È sorprendente come Andrew Lustman, pur stando nei definiti spazi del hardcore continuum tanto quanto Zomby, Burial e buona parte degli artisti di Ninja Tune o Planet Mu, per non parlare di quelli di Hyperdub, riesca ogni volta a cambiare ed evolversi toccando sempre uno dei vertici di questo genere, passando dalla jungle al future garage, toccando idm e post-dubstep (di sfuggita), sempre girandoci intorno, con fluttuazioni musicali che ci hanno consegnato un fantastico “Hardcourage”, ottimi EP e qualche passaggino a vuoto – ”The Crystal Cowboy” per Planet Mu non finiva pienamente di convincere.
Ecco perché nell’attesa della solita evoluzione non ci sorprendiamo nel trovare stavolta FaltyDL alle prese con il suo lavoro più pop, più immediato, più squisitamente lirico ed ancestrale.
Nel pieno della mania spesso fin troppo abusata del DIY, FaltyDL produce e manda alla luce, tutto da solo, il suo sesto lavoro e lo fa in maniera perfetta, consigliato e suggestionato perfettamente dall’amico Paradinas che collabora in “Frigid Air”, un pezzo che da solo vale il disco, confermando di gran lunga il taglio alla Heterotic (“Shock Therapy”, “Fleshy Compromise” i rimandi più evidenti) di tutto il disco.
Synth morbidi da voli pindarici e una semplicità che giova ad un ascolto rilassato da Domenica mattina che sa di foglie cadute e bagnate, prima brina e caldi focolari.

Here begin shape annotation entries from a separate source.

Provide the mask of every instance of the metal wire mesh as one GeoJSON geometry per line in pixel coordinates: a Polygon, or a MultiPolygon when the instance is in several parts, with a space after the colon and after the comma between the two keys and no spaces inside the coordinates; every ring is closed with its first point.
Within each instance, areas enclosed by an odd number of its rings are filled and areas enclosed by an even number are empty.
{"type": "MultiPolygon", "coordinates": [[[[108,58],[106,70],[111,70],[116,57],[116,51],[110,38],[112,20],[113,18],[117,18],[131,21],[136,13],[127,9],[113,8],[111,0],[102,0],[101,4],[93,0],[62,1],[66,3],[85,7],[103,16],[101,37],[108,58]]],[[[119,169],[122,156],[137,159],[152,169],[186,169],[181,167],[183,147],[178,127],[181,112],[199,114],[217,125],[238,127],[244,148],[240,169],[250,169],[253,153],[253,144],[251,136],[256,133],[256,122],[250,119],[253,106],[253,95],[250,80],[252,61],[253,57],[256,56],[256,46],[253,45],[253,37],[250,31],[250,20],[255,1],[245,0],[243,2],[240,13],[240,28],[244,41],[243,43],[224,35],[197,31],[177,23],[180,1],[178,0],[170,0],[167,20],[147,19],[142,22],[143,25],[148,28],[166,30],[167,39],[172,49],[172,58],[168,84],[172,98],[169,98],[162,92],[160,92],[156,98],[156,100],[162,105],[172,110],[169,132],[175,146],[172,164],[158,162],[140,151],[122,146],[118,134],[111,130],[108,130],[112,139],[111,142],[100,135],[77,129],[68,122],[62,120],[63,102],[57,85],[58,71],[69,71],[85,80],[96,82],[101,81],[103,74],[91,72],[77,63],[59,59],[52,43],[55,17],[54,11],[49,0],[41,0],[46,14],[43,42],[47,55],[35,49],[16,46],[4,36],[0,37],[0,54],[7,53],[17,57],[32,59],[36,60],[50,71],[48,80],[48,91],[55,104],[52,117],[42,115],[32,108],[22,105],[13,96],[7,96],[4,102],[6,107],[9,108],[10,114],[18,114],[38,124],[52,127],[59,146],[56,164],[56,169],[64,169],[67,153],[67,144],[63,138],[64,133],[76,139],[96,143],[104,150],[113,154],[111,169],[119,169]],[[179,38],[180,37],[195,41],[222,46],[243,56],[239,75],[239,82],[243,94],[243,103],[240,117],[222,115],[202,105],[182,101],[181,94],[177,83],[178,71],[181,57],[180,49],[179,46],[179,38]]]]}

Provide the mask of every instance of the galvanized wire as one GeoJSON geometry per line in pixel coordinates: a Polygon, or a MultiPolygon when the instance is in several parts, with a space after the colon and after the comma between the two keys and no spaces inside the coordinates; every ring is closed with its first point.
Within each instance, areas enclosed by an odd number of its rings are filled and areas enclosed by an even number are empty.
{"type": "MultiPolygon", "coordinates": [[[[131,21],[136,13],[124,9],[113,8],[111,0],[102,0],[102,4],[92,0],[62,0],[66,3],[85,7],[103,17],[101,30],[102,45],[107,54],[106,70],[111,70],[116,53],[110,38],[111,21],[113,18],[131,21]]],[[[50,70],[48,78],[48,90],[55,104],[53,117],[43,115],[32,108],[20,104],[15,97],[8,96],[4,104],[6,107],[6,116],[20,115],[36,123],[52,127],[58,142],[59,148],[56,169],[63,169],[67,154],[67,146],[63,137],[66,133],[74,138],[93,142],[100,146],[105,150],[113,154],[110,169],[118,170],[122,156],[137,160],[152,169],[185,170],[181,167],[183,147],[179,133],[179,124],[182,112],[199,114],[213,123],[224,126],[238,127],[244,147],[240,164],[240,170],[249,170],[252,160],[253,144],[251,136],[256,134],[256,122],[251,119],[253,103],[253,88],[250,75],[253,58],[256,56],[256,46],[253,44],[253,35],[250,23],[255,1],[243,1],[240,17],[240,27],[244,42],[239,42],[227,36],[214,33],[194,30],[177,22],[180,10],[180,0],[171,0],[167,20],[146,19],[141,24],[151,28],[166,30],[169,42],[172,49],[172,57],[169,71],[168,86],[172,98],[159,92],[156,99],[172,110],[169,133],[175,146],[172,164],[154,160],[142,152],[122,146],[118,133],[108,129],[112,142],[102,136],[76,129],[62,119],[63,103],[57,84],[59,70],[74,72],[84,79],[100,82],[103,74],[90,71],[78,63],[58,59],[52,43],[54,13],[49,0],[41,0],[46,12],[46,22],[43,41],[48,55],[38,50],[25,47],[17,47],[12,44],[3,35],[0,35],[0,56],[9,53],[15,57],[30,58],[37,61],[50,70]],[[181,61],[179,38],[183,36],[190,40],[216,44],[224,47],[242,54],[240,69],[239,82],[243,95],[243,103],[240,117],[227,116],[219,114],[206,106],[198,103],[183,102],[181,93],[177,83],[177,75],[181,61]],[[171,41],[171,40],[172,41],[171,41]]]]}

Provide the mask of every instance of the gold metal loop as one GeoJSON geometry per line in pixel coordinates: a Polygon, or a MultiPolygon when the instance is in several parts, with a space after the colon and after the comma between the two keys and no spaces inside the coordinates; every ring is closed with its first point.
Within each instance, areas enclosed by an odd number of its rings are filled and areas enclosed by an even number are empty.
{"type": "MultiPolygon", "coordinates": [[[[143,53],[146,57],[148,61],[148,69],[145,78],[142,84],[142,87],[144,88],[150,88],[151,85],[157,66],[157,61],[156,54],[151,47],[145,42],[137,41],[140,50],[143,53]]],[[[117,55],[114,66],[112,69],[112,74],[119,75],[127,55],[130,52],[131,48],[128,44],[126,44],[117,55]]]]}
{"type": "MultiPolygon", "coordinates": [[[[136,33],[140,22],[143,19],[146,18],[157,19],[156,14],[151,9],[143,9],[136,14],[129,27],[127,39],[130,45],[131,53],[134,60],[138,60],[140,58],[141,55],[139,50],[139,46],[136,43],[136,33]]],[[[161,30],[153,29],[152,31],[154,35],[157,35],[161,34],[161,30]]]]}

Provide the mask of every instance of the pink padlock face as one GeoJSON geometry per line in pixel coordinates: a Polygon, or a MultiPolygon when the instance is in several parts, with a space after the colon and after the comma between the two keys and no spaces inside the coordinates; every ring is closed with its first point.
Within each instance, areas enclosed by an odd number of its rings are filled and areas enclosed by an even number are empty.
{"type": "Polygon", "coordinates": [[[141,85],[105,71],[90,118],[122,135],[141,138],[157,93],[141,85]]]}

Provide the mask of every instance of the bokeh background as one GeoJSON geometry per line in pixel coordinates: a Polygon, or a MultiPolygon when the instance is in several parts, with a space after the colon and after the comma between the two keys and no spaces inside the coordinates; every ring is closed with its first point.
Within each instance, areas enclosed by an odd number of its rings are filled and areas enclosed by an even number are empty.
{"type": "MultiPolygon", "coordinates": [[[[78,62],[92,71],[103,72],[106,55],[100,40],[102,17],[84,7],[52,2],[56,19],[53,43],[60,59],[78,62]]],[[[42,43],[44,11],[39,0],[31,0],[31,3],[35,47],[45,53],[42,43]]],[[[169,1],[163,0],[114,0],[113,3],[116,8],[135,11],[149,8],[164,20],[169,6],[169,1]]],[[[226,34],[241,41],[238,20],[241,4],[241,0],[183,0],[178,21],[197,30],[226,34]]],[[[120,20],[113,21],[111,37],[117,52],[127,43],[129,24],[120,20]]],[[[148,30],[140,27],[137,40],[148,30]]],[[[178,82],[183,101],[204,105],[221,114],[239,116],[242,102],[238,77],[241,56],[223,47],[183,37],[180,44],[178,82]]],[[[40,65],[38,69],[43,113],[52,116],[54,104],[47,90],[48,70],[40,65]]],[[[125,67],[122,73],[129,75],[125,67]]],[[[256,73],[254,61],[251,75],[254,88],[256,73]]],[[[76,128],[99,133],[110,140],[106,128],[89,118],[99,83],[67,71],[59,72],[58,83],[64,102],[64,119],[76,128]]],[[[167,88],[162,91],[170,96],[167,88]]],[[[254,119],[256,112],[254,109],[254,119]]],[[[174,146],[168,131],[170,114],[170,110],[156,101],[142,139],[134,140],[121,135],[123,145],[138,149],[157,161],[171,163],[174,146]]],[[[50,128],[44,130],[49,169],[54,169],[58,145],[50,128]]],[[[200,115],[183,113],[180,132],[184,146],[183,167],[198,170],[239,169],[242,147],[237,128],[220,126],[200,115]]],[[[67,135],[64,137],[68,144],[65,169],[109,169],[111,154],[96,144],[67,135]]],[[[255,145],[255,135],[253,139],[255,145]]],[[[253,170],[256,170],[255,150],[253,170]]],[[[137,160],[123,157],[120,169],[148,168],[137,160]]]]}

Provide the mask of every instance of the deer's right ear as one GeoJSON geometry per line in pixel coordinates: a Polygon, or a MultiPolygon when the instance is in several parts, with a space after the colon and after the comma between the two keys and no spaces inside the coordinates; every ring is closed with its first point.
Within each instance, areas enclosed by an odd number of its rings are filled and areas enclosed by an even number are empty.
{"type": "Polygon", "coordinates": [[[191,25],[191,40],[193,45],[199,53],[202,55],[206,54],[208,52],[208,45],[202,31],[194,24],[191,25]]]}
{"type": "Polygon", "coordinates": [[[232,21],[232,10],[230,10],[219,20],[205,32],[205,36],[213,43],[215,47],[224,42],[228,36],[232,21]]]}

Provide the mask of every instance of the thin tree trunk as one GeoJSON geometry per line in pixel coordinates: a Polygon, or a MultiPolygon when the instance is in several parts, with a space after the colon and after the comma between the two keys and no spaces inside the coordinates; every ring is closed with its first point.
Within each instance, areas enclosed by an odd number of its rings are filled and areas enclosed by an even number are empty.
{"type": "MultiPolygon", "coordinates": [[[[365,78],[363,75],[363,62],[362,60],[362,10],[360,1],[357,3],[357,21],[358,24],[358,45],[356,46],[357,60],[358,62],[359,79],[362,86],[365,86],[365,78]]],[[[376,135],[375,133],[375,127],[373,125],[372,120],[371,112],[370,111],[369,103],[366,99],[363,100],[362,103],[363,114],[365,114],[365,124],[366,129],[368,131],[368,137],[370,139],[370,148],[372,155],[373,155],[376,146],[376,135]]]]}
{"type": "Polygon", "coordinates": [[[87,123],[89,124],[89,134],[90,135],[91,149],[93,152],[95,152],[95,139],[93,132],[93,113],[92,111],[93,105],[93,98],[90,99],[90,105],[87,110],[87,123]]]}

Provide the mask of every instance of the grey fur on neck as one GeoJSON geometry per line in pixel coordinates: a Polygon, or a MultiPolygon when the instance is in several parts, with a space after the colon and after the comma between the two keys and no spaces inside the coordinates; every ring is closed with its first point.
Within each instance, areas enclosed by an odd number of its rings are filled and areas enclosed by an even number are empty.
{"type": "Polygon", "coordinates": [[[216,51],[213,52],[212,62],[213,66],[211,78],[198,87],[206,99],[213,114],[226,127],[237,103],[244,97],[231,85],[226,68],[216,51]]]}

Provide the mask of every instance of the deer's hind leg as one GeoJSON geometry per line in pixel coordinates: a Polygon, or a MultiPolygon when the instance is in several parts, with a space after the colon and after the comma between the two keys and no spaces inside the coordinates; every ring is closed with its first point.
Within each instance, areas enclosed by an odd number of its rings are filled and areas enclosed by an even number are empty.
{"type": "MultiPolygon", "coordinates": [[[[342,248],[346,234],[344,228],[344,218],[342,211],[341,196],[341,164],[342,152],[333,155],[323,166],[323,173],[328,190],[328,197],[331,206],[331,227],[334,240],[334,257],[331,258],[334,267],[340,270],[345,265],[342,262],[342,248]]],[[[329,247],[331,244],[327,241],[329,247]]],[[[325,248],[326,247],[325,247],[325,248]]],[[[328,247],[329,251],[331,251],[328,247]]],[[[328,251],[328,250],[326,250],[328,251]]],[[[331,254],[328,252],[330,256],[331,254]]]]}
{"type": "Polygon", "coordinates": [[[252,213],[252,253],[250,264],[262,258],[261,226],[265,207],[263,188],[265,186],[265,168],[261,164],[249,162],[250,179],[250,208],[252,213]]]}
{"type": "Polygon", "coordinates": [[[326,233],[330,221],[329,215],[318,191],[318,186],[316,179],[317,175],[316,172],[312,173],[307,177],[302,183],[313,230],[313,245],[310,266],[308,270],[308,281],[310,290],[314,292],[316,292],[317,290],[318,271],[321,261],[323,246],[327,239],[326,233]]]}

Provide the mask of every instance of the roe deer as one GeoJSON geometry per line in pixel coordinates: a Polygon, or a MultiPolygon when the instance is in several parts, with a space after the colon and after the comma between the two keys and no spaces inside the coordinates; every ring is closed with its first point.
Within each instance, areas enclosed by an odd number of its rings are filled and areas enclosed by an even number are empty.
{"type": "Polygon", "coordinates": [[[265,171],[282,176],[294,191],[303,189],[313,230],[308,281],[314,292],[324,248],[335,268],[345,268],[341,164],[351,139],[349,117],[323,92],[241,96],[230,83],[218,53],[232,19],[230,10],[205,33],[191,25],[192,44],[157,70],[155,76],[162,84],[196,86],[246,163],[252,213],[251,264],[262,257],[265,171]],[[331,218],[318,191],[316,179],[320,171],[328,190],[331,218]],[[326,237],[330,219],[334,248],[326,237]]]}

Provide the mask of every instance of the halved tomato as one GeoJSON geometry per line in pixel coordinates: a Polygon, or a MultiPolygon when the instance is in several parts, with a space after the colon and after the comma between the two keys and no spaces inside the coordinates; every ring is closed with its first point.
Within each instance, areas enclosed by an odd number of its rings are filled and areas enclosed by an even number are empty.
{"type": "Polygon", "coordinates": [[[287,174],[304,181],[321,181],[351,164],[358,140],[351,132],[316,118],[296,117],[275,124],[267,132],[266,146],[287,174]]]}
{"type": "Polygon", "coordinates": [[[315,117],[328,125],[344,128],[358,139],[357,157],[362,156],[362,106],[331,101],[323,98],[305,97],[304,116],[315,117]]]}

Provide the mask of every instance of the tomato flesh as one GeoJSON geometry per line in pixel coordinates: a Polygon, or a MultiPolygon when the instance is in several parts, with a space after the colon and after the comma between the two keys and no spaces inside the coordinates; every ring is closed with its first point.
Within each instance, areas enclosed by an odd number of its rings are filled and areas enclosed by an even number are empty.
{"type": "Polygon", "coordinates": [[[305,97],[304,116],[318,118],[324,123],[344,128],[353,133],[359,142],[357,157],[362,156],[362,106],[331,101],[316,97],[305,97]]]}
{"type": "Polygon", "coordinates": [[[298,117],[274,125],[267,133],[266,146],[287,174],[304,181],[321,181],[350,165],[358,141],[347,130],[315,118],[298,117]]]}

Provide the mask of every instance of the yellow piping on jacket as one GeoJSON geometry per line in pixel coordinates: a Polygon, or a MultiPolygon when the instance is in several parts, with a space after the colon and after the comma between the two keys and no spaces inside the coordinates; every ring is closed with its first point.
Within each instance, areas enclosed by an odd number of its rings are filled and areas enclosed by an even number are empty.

Ritmicamente non ci spiazza più di tanto sentire Lustman alle prese con ritmiche spezzate, incastri tra kick e snare, spesso ridotti al minimo, che si dissolvono e ricompongono creando un immaginario fluttuante in un saliscendi di emozioni e anche quando il beat è trascinato come in “River Phoenix” ci pensa un field recording sottile e una cassa che si fa in quattro, a creare crescendo impalpabili, ovviamente sognatori. Ci lascia invece piacevolmente interdetti sentire questo producer ormai completamente poliedrico, districarsi in intrecci di synth ambientali, tracce no-beat (attenzione a questa definizione: verrà abusata nei prossimi mesi, ci scommettiamo), lontane dalle ultime produzioni e per questo per nulla scontati.
In tanto spazio per la fase REM, rimane comunque qualcosina per i “dancefloor addicted”. Di qualità superiore è “Bridge Spot”: un pezzo squisitamente Garage UK dove droni si mischiano a un sample di fiati sostenuti da cassa e frusta 2-step – ca va sans dire – in una costruzione profondamente evolutiva rispetto ad esempio al garage tradizionale di MJ Cole o Artful Dodger.
Infine il coup de theatre, l’abbrivo in più, i pezzi cantati del disco: soffice velluto blu per sogni di primo mattino, “Drugs” ci aveva già sorpreso per leggerezza (sensazione un po’ di tutto l’album) e taglio melodico tra Little Dragon e Purity Ring (primo album), “Infinite Sustain” invece è preghiera laica fatta di vocalizzi alti, puliti, “no effect” in una traccia dalla limpidità sconvolgente.
Disco di nicchia e di cambiamento sostanziale questo “Heaven Is For Quitters” per cui lo stesso Andrew aveva dichiarato di sentirsi ansioso (“chissà se i fan gradiranno”, si è chiesto in più di un intervista) che invece passa a pieni voti l’esame a cui era evidentemente atteso.
FaltyDL transita veloce nel paradiso di illusioni e illusi il tempo sufficiente per innescare il moto: sogno, desiderio, viaggio, in un album che pecca solo per il fatto di uscire troppo tardi per finire altissimo nelle classifiche di fine anno, un lavoro per noi invece imprescindibile per chi cerca un ottima elettronica tra sogno e intelletto.